A medical device company has issued a high-priority security warning about some of its products.
BD said the vulnerability is related to certain Pyxis medication dispensing products installed with the same default local operating system or domain-joined server credentials.
"If exploited, threat actors may be able to gain privileged access to the underlying file system and could potentially exploit or gain access to [electronic protected health information] or other sensitive information," the May 31 warning stated. "To exploit this vulnerability, threat actors would have to gain access to the default credentials, infiltrate a facility's network, and gain access to individual devices and/or servers."

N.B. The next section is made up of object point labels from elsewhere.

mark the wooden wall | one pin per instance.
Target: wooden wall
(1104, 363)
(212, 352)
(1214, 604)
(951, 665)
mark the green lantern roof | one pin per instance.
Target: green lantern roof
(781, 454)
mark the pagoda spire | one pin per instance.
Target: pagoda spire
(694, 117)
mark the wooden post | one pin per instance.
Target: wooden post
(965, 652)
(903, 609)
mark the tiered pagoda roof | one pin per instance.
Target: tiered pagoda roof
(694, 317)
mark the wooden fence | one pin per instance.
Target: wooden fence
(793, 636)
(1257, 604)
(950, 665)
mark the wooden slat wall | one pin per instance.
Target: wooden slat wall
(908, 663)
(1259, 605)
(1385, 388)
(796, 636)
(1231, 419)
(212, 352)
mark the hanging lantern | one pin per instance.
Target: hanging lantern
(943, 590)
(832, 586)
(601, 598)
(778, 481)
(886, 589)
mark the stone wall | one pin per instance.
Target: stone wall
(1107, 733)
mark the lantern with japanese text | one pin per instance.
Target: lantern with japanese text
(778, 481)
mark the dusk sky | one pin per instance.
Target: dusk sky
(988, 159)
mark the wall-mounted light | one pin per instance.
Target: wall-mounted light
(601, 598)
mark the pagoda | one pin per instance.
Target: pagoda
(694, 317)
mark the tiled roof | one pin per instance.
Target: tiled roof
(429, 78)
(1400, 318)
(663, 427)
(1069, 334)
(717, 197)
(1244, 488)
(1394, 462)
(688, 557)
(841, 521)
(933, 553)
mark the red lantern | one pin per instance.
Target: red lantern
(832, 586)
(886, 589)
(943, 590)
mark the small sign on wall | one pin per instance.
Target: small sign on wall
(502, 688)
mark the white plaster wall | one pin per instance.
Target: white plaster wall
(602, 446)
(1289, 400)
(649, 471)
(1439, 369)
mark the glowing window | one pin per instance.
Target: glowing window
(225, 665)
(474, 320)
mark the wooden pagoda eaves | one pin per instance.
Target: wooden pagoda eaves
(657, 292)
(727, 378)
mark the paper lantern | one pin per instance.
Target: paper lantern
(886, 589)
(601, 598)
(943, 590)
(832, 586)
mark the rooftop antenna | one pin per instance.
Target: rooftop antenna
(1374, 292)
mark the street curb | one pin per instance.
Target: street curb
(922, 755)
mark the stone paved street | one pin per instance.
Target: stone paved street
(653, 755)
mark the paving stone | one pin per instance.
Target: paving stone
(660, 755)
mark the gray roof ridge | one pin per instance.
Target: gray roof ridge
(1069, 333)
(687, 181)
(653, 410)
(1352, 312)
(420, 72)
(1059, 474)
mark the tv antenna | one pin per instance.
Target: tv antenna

BD said its support personnel will work with customer representatives on domain-joined server credentials that require updates and is also recommending:
1. Limiting physical access to only authorized personnel.
2. Tightly controlling management of system passwords provided to authorized users.
3. Monitoring and logging network traffic attempting to reach the affected products for suspicious activity.
4. Isolating affected products in a secure virtual local area network or behind firewalls with restricted access that only permits communication with trusted hosts in other networks when needed.
5. Working with the local BD support team to ensure that patching and virus definitions are up to date.
The vulnerability score was rated "high," according to the Forum of Incident Response and Security Teams. The company said it reported the vulnerability to the FDA and Department of Homeland Security.